Does anyone understand what asking if Armstrong is a good trumpet player was about? That's a weird question. It seems like Peterson thought it was a weird question too. I can't figure out if it's a reference to something specific.

I think there was a period where people thought of him mostly as a slightly corny entertainer, "Hello Dolly", making funny faces and that kind of thing. This is what I thought when I was a teenager. Perhaps Cavett also had this misunderstanding, or, as I suspect, he was feigning to so that Peterson could set the record straight. There was a time when Wynton Marsalis finished that job very effectively, in the 80's.

I miss Dick Cavett.

About 20 years ago, UNC assigned a book called "Approaching the Koran", iirc, as reading for incoming first-year students, who were then to discuss it in seminar groups. This became a culture war gong for the right to ring, surprise. Jon Stewart did a hilarious bit where he came to visit and exposed that the school had an "Al-Umni network" etc.

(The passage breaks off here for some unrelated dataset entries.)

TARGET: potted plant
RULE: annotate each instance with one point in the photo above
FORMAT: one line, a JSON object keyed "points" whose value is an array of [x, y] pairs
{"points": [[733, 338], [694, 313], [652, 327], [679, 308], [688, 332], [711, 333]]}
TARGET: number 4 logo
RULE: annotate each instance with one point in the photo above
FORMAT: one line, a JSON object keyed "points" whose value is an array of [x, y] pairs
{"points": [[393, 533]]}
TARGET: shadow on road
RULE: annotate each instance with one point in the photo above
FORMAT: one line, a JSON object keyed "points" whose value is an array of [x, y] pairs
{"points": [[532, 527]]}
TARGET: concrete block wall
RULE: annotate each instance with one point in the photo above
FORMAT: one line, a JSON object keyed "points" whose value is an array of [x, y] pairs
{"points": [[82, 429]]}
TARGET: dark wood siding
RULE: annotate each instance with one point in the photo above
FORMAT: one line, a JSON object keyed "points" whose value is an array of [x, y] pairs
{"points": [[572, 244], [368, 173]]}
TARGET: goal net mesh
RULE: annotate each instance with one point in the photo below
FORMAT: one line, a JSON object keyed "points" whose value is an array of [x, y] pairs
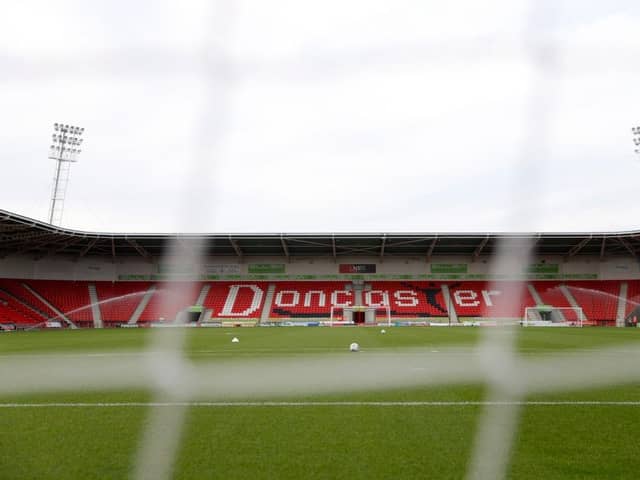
{"points": [[553, 316]]}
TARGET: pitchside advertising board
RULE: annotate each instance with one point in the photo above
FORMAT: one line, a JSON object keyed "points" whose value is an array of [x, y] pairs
{"points": [[353, 271], [357, 268], [409, 299]]}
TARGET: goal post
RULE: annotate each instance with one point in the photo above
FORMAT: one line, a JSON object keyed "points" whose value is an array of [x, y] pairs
{"points": [[361, 315], [550, 316]]}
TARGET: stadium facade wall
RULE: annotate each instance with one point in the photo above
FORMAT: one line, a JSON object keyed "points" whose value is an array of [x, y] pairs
{"points": [[322, 268]]}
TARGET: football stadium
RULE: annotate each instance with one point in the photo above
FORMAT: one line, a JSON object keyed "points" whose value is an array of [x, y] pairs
{"points": [[250, 350], [319, 240]]}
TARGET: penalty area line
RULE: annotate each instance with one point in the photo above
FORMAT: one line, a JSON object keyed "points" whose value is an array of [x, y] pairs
{"points": [[542, 403]]}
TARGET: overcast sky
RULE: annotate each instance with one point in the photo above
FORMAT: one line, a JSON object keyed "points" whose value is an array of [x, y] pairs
{"points": [[295, 116]]}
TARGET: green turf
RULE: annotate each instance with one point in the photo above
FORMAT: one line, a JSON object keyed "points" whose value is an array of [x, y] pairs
{"points": [[363, 442]]}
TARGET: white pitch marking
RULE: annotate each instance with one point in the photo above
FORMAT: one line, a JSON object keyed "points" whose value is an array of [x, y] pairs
{"points": [[543, 403]]}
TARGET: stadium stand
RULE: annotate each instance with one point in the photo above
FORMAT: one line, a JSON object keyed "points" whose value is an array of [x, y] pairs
{"points": [[71, 298], [489, 299], [308, 299], [118, 300], [165, 304], [599, 300], [236, 299], [408, 299]]}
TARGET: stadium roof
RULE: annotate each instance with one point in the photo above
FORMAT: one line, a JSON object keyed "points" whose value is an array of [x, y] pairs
{"points": [[22, 235]]}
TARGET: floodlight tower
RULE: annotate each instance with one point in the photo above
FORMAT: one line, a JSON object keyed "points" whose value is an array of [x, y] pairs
{"points": [[636, 138], [65, 150]]}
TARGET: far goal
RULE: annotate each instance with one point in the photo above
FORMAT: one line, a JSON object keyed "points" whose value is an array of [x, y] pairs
{"points": [[550, 316], [380, 315]]}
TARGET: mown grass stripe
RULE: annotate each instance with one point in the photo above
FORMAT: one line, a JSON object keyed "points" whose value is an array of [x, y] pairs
{"points": [[550, 403]]}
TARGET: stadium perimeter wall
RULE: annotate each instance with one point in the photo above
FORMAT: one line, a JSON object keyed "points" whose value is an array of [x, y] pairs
{"points": [[308, 268]]}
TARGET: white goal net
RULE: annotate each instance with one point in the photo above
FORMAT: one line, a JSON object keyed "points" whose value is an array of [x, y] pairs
{"points": [[550, 316], [364, 315]]}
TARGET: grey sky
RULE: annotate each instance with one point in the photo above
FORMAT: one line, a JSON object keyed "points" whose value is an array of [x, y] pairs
{"points": [[336, 116]]}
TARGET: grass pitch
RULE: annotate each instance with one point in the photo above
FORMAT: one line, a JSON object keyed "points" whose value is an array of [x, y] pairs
{"points": [[311, 440]]}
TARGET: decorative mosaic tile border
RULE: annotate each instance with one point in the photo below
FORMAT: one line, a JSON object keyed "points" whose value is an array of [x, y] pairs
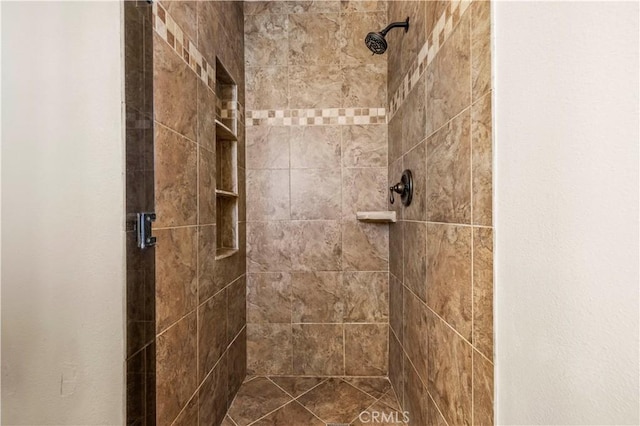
{"points": [[167, 28], [316, 117], [441, 32]]}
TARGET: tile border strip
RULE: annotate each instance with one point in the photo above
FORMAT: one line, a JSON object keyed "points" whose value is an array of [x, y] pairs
{"points": [[169, 31], [316, 117], [440, 34]]}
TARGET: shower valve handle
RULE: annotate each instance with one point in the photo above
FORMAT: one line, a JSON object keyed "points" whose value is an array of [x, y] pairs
{"points": [[398, 188], [404, 188]]}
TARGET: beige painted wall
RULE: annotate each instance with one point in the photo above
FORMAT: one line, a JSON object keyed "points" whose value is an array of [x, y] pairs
{"points": [[566, 135], [62, 217]]}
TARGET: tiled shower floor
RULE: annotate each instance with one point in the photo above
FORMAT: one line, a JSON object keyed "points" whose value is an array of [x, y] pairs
{"points": [[311, 401]]}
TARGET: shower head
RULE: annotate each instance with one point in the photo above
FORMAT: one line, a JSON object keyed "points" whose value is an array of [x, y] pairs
{"points": [[376, 41]]}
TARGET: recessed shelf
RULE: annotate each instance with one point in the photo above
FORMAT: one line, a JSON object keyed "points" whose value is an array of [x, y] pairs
{"points": [[377, 217], [221, 253], [229, 194], [224, 133]]}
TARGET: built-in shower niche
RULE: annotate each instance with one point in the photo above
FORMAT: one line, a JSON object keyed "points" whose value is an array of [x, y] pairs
{"points": [[226, 163]]}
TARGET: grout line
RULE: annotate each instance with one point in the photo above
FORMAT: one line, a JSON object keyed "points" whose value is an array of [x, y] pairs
{"points": [[438, 408]]}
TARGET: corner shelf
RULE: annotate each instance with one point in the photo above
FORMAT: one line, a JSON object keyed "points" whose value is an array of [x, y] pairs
{"points": [[226, 192], [222, 253], [224, 133], [377, 217]]}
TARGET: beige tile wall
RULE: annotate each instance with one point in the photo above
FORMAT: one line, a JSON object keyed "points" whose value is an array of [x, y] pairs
{"points": [[200, 302], [441, 278], [317, 282]]}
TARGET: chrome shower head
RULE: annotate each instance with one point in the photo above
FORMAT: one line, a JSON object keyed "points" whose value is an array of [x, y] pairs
{"points": [[377, 43]]}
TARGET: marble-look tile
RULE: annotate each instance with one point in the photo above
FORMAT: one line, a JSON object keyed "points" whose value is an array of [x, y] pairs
{"points": [[365, 349], [396, 303], [354, 26], [396, 230], [415, 333], [237, 360], [175, 90], [266, 40], [395, 136], [317, 297], [396, 367], [363, 190], [364, 85], [315, 194], [389, 399], [265, 7], [415, 258], [206, 262], [265, 357], [449, 172], [364, 145], [230, 268], [315, 147], [226, 175], [449, 372], [365, 246], [315, 246], [483, 291], [269, 246], [268, 147], [416, 161], [206, 187], [176, 288], [212, 332], [296, 385], [481, 151], [314, 39], [336, 401], [404, 46], [176, 175], [415, 396], [269, 298], [449, 275], [482, 390], [184, 13], [267, 88], [255, 399], [314, 86], [236, 307], [480, 48], [414, 117], [363, 5], [435, 9], [206, 117], [268, 195], [313, 6], [175, 372], [377, 387], [366, 297], [380, 415], [318, 349], [213, 395], [208, 29], [448, 79], [189, 416], [291, 414]]}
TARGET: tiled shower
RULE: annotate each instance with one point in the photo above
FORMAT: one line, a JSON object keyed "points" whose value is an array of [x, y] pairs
{"points": [[255, 132]]}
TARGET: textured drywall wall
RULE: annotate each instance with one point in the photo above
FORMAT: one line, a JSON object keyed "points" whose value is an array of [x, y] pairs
{"points": [[566, 185], [62, 217]]}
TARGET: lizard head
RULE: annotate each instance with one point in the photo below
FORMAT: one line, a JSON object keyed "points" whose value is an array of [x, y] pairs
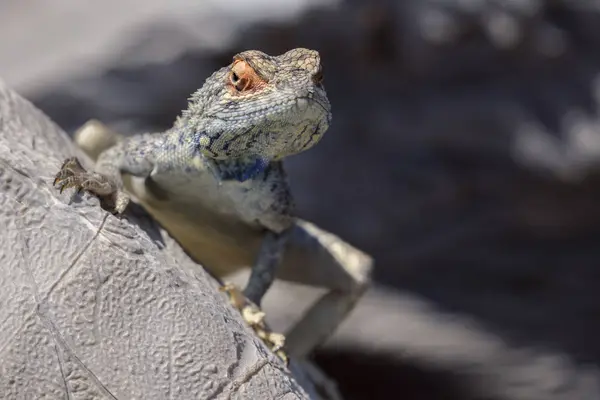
{"points": [[261, 106]]}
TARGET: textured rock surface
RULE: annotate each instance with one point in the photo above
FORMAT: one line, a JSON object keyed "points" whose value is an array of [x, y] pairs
{"points": [[93, 307]]}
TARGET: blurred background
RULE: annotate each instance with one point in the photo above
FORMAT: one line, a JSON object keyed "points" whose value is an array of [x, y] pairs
{"points": [[464, 156]]}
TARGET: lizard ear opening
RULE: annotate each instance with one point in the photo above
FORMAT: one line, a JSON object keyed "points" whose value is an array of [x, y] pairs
{"points": [[243, 77]]}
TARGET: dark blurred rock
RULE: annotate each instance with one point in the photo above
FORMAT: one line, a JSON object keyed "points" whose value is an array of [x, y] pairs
{"points": [[463, 154]]}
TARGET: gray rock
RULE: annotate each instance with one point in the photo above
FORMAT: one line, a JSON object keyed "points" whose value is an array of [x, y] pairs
{"points": [[93, 306]]}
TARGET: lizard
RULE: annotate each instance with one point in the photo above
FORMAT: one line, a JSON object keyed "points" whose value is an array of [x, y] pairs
{"points": [[216, 182]]}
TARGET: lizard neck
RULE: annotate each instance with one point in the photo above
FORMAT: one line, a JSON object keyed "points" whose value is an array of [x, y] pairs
{"points": [[242, 169]]}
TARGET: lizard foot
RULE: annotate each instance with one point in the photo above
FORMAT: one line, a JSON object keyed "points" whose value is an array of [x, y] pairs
{"points": [[256, 319], [73, 175]]}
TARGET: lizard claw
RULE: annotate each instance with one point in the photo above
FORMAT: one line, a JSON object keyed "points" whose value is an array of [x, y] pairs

So at the height of this, a UNC professor accepted an invitation to come on the Bill O'Reilly show to discuss or debate the issue. I was acquainted with this professor, who was a lovely man, an old-school humanities professor, very kind and mannered and cultured. I felt sick - I was worried that he had no idea what he was getting into. How I put it then was "Oh God, he thinks he's going on the Dick Cavett show or something". But I underestimated him; he figured out what the deal was at once, in the interview, and more than held his own.
posted by thelonius at 5:25 AM on November 24 [2 favorites]


I'm a little late getting to it, but thank you for posting this wonderful clip.
posted by LobsterMitten at 7:16 AM on November 24


Oscar Emmanuel Peterson (WP bio) and YT links.